小説

『白雪姫的恋の見つけ方』小高さりな(『白雪姫』)

 白雪姫のように、純粋で穢れがない無垢な少女に戻れたらいいのにと思う。ぐちゃぐちゃに悩んで、急に気持ちが不安定で、訳もなくいらいらした数日後には生理が来る。二十七にもなって、自分の体ともうまく付き合えない、毎月の恒例行事。
 彼とのつながりも愛のささやきも、まだ始まりにすぎないのだと思うと、とても怖い。早く彼との関係がこのままずっと続いて、八十くらいのおじいちゃんとおばあちゃんになって、あの頃は若かったね、なんて笑い合えるような、絶対的な家族の思い出を懐かしむような間柄にひとっとびでなってしまいたい。
 先がとてつもなく長い。彼とそんな風になるまで、どれほど時間がかかるだろう。経過などいい。ただ確かな形が欲しい。
 白雪姫はキスをして目が覚めて、めでたし、めでたし。その後はどうなるの? 本当に幸せになれたのか誰も教えてくれない。

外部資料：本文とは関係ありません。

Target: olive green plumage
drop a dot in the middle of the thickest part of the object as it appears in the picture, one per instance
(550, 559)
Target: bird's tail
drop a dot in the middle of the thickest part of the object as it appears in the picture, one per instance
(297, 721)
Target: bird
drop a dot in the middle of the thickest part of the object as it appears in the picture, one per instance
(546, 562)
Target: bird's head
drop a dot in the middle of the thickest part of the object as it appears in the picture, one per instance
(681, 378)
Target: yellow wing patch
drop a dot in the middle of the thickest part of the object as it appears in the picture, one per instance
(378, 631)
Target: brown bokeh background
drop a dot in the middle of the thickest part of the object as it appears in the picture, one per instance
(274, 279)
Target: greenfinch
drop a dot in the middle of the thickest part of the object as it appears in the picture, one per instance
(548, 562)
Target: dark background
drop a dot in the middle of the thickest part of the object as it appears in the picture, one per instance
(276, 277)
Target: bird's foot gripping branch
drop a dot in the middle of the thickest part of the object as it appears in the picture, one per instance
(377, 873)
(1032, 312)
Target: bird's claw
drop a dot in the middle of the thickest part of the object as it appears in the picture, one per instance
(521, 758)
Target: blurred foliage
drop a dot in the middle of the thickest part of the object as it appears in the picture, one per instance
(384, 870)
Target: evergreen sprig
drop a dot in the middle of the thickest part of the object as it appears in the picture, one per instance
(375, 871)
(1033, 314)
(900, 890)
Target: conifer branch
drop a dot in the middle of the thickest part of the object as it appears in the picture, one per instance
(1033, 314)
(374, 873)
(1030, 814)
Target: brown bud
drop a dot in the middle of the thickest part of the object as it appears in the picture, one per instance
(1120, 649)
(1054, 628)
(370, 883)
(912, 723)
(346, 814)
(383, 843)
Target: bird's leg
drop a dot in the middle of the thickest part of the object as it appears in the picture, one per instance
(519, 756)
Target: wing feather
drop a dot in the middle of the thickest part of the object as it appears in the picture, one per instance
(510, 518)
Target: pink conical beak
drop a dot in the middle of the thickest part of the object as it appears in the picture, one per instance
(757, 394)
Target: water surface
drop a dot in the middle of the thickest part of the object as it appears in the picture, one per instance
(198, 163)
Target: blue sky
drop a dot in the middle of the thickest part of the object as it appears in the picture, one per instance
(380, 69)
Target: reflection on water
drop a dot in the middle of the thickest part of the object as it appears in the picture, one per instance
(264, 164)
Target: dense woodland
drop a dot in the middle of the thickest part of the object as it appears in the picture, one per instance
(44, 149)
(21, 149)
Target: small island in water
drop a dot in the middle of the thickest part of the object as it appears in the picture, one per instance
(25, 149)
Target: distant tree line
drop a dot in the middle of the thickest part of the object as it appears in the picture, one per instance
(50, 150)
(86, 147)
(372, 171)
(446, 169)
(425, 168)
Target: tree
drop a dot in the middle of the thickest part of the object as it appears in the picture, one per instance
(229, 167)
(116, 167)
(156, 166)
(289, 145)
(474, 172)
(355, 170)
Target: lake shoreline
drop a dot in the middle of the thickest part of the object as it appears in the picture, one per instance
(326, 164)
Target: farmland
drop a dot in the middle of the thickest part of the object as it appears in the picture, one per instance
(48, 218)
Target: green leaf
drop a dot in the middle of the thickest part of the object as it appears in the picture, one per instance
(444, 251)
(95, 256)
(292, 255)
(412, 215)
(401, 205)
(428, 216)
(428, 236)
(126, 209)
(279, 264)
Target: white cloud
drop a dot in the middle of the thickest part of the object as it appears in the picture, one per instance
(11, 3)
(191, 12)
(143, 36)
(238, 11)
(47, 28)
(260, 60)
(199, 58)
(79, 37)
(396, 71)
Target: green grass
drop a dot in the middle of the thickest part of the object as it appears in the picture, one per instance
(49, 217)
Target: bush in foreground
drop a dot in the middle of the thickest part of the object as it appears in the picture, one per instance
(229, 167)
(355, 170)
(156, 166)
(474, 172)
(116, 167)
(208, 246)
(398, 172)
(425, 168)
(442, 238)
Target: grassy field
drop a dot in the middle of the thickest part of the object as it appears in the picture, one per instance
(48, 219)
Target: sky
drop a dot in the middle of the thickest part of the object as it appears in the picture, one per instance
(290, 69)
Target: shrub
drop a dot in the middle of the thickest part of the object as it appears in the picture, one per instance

 彼はすやすやと安らかに眠っている。頬を触っても起きない。里香は彼の体に寄り添って体温を感じながら、落ち着きを取り戻す。冷えた里香の足先が彼から温もりを分けてもらい、徐々に同じ体温になり、境目がなくなっていく。
 めでたし、めでたし、かすれたわたしの声がベットサイドの灯りを消した。
 すべての女に幸あれ、きっとプリンセスになることを一度は夢見た女たちへ。本当は白雪姫が大好きなわたしへ、幸あれと。
 朝、彼に起こされるまで、もう少し夢を見ている。